I winced as the sight of two skinned forearms brought the pain of them to the front of my mind. My jeans, I realized, had a hole ripped in the left knee, where I'd apparently fallen on it. Skidded. Stopped. That leg, too, had a minute amount of blood oozing from it. If I didn't look just like a smorgasbord for the undead, I wasn't sure what would.

 

Almost as if the monsters were psychic, ghastly moaning started picking up the moment I thought it. A fist closed around either of my shoulders.

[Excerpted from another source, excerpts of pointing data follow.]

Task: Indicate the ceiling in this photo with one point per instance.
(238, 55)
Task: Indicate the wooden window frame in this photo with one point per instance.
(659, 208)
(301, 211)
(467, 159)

So I closed my eyes, preparing to die.

 

 

 

 

 

 

 

CHAPTER TWO

 

I could nearly feel the cold fingers of death wrap around my heart. It felt like an eternity, with the lifeless moaning getting louder, as if they could smell my blood. Maybe they could. I didn't know. I didn't know anything. They probably knew just knew there was a bleeding human being, waiting to be eaten.

 

Waiting. Waiting.

The fingers tightening on my shoulders weren't helping matters much. They were making me nervous. Making me tremble. For a second time, I closed my eyes and prayed the whole situation was a dream. But upon opening them, the sight of a body, barren of eyes and a lower jaw shuffling in my direction was available. The creatures were getting closer. More, and more of them. They were advancing like I never would have expected.

 

Finally, my knees gave out, sending my entire body to the floor. However I didn't go crashing, painfully, to the ground as I'd expected to. Instead the hands on my shoulders snapped down to support me, giving me the momentary thought that perhaps it was a living person behind me. Not someone about to practice cannibalism. A living person trying to help me. Trying to comfort me.

 

"Are you okay, kid?"

 

Oh yes, it most definitely was a human being, slowly lowering me to the ground. He, it had to be a he, was trying to help me. Knowing this, I was able to get past the insult of being called a kid. Maybe I looked like one, standing there in clothes far too big for me. Who knew? I didn't. I didn't care either, as the man moved around to the front of me.

 

His eyes, I noticed with refreshing relief, were white and green with little black pupils in the center. I felt I could have kissed him, just for having normal eyes. For a minute there, I swore I was going to as he pushed a little hair from my face. Him, I didn't recognize surprising as it was a rather small community. But I was very happy he was there stranger or not pulling a handkerchief from his pocket. At first I didn't know what he was doing, but he started to wipe the blood on my face.

 

"Are you okay?" He asked the question again, his voice deep, and accented. The words came in surprising rhythm, from behind perfectly straight teeth, embedded in a long face, slightly covered with stubble. He, I decided, had to be at least thirty, and English. He certainly wasn't young, but he didn't quite look old either. He had this sort of vitality behind those wonderfully normal eyes.